1) Is there likely a lot to be gained from using Mercury in this circumstance?
- I assume it helps with static files like images, but because my site doesn't use a lot of Drupal concepts like blocks, views/cck, and many theming functions, does it miss out for some caching and other opportunities?

2) What can I do when migrating the site to Drupal 7, which will enable it to make better use of the Mercury stack?
- I assumed that having 200,000 real estate listings as nodes or in CCK would be a bad idea so I don't want to go that route.
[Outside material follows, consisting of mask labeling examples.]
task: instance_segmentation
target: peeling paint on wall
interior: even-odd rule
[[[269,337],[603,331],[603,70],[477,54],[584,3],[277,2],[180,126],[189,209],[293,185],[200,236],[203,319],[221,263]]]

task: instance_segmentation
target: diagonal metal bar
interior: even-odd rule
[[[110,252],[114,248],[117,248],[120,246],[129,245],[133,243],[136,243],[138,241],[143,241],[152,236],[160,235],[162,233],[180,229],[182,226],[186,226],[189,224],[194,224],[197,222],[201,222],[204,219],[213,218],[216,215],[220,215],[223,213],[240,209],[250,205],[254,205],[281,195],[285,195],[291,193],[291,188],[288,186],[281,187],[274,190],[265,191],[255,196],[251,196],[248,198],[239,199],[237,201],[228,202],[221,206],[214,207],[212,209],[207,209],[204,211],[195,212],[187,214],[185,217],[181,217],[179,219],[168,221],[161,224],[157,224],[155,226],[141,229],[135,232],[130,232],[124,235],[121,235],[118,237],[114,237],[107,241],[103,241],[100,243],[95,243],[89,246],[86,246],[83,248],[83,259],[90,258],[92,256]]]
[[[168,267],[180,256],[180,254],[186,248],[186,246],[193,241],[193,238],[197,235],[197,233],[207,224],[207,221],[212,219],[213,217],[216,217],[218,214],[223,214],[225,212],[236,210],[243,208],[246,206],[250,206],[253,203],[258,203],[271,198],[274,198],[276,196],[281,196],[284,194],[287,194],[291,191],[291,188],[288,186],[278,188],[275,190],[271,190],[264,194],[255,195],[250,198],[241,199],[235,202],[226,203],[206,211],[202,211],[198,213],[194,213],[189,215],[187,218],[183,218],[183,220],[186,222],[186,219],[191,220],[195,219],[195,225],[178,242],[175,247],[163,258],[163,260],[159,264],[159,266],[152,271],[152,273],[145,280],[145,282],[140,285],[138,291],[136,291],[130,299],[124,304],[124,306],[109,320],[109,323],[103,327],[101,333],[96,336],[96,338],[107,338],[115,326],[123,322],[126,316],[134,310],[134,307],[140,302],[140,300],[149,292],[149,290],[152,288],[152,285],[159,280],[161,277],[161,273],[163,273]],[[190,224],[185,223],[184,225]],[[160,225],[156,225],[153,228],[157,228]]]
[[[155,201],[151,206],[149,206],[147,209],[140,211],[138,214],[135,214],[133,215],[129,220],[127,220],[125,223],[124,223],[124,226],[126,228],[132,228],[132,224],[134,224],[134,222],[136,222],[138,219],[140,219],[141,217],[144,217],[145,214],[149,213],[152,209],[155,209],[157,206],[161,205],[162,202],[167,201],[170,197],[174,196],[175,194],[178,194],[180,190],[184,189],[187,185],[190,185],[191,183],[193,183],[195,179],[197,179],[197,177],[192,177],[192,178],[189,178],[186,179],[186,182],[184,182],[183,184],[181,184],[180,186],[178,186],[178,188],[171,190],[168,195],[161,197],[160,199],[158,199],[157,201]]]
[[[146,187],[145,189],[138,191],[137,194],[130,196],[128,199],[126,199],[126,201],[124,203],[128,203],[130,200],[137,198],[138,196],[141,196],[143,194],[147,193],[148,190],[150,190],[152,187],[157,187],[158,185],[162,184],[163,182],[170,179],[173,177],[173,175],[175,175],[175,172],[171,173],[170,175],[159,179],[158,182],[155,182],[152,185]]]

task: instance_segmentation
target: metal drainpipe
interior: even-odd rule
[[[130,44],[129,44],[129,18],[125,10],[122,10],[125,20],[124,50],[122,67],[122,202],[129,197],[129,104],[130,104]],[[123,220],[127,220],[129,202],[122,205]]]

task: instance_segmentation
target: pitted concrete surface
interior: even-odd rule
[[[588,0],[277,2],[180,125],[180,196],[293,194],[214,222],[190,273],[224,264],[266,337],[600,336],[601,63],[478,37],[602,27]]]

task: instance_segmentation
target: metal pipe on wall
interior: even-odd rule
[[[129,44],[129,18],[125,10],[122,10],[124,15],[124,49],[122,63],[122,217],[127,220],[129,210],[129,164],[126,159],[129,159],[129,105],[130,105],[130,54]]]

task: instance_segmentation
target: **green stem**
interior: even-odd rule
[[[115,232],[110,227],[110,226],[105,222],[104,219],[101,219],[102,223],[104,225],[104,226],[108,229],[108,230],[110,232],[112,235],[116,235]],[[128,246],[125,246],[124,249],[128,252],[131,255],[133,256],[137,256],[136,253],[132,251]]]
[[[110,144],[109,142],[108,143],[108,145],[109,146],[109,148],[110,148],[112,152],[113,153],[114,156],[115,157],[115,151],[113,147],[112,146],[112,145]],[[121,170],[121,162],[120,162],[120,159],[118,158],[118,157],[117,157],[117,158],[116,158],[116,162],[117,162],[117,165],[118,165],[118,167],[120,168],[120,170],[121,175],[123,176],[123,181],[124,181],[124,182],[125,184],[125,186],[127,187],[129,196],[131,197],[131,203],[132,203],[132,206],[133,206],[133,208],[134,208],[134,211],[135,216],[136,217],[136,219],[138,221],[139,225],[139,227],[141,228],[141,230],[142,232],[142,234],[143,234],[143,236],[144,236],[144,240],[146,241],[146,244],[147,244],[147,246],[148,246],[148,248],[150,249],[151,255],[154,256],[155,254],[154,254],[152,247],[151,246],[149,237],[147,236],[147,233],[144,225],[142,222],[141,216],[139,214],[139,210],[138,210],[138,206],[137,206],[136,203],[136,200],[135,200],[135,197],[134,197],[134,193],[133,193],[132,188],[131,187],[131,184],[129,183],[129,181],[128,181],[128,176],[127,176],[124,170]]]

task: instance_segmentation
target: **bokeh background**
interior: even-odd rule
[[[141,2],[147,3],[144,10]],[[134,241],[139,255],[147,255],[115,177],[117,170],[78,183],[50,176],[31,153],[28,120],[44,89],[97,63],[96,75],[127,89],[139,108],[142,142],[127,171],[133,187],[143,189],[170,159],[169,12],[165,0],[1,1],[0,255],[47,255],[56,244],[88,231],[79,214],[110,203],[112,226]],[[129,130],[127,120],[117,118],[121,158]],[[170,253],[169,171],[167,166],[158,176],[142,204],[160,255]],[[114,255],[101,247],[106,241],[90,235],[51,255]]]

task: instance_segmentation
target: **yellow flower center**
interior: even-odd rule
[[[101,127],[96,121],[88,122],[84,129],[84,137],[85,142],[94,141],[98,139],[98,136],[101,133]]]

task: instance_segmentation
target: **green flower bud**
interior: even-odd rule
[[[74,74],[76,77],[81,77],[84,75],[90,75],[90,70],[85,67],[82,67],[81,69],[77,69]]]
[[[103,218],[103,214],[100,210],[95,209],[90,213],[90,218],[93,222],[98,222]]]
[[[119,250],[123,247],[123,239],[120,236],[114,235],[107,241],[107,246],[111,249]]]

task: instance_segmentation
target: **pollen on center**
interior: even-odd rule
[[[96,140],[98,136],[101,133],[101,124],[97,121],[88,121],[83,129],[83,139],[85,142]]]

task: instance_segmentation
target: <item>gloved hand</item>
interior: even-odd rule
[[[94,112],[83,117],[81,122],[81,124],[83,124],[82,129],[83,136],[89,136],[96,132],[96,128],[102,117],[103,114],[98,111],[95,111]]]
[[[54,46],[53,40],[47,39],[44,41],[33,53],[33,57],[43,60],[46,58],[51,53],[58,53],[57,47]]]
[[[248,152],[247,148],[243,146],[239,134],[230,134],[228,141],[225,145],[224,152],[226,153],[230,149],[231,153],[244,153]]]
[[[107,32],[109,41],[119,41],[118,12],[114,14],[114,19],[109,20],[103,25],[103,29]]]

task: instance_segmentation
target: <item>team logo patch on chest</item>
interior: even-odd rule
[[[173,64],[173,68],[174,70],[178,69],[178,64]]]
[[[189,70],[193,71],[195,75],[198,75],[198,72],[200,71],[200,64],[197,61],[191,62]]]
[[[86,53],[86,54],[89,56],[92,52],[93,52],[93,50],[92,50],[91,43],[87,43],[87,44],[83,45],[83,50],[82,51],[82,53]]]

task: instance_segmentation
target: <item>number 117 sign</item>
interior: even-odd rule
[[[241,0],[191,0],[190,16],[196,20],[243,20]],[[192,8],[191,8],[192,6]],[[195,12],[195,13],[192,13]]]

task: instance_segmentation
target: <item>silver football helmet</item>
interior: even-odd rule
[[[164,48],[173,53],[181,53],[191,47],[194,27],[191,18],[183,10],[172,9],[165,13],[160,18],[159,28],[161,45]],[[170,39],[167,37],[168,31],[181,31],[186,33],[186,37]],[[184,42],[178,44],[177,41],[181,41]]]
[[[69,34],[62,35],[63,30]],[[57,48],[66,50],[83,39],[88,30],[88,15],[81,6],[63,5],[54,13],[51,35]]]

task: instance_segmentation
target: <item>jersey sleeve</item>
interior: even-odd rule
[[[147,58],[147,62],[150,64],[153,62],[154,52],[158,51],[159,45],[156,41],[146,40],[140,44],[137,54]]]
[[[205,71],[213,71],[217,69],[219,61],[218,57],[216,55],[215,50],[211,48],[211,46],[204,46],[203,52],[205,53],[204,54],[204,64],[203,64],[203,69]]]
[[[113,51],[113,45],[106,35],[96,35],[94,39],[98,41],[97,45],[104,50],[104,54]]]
3) I'm new to Cloud Computing, so I'm a bit confused with how it all works. Would the mercury stack enable a site to scale out to multiple servers/databases, rather than just increasing the RAM/CPU, etc on a single server?
- I was of the understanding that with EC2, when the site gets busier, you can scale it out to multiple server instances automatically, but I can't imagine how that would work. Does Mercury actually do something like that, or at least help with multiple MySQL instances (Master/Slave, etc)?

Thanks for any input you can provide!

Comments

I'm by no means an expert on

justintime's picture

I'm by no means an expert on all this, but here's what I do know:

1) If you're not using APC, then you'll get a big benefit from that. If you have a lot of anonymous traffic, then Varnish will really help you. Depending on if you're using Drupal's Form API, Views, Menu system, etc, then the memcache integration should help.

2) Do everything you can the "Drupal way", and then you get to take advantage of all the different modules out there. If you hack things on your own, no module is guaranteed to not break your site, let alone add features to it. 200,000 nodes isn't that much - it's certainly large but there are much larger out there. There was a presentation on integrating MongoDB and Drupal 7 at DrupalCon last week - it would serve you well to check it out: http://www.archive.org/details/Mongodb-HumongousDrupal

3) Mercury gives you a all-on-one-box approach, but as you grow, it's really easy to separate out the chunks onto multiple servers. First, move MySQL to it's own server. If you outgrow that, move Varnish to it's own server. Next up is Memcached. My personal experience in MySQL clustering is one of futility, so I can't give many tips there. If you use the Tomcat+Solr integration, move that off to it's own instance. Separating all that will get you a lot of performance.

Honestly, you're so far off the beaten path, it's hard to tell how well everything would work for you. If you're having performance issues now, I'd look at enabling APC first if it isn't already. After that, look at setting up Varnish as a reverse proxy. That should buy you enough breathing room to start looking at how to rearchitect things the "Drupal way". Once you're there, then Mercury will most certainly help you get blazing performance, but it's all guessing until then.

HTH,

Justin

Thanks Justin, that really

cpc's picture

Thanks Justin, that really does clear some things up for me!